The concept that Freeman Dyson originally proposed, using nuclear materials out of the nuclear arsenals to make explosives to drive starships, is a bit out of date now. As you can see in figure 2, the Cold War adversaries have been radically reducing the warheads they have, the rapid progress beginning during the Reagan-Gorbachev era. The Nunn-Lugar Cooperative Threat Reduction program deactivated more than 7,600 nuclear warheads. Highly enriched uranium contained in them was made into commercial reactor fuel which was purchased by the U.S. Few Americans realize that during the last several decades a fair amount of the electrical power the United States was generated by burning up Russian nuclear materials in fission power reactors!
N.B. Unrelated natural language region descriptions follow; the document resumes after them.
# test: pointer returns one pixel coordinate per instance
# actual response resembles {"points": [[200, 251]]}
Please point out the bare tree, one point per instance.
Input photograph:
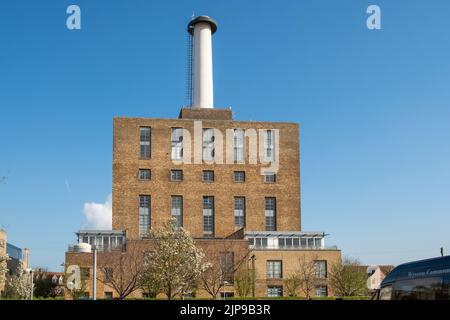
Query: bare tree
{"points": [[244, 281], [3, 271], [223, 258], [175, 263], [348, 278], [292, 284], [306, 273], [122, 271]]}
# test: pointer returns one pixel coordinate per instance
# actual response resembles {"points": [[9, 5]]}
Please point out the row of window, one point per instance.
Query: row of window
{"points": [[303, 242], [208, 213], [277, 291], [208, 144], [207, 175], [275, 269]]}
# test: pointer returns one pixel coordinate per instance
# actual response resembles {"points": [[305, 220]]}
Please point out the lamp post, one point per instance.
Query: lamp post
{"points": [[253, 275], [94, 272], [30, 272]]}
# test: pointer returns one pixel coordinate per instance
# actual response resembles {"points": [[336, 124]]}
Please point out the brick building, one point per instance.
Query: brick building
{"points": [[220, 179]]}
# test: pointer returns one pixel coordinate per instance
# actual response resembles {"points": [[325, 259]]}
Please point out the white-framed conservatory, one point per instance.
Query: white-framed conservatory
{"points": [[104, 240], [286, 240]]}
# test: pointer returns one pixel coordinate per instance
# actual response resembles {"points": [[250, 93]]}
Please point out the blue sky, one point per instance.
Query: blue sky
{"points": [[373, 106]]}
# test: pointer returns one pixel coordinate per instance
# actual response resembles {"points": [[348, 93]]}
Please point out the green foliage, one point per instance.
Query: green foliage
{"points": [[348, 278]]}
There are now a few thousand nuclear explosives compared to the hundred thousand at the peak of the Cold War.

fig02

Figure 2: History of Nuclear Stockpiles.

Conclusion

Beam-driven propulsion is more firmly grounded and credible than nuclear fusion propulsion, as in Project Icarus. Fusion rockets remain far-term, distant on a timescale of decades, if not centuries. In today’s funding environment, that’s not likely to change: Due to Starshot, sails are becoming near-term.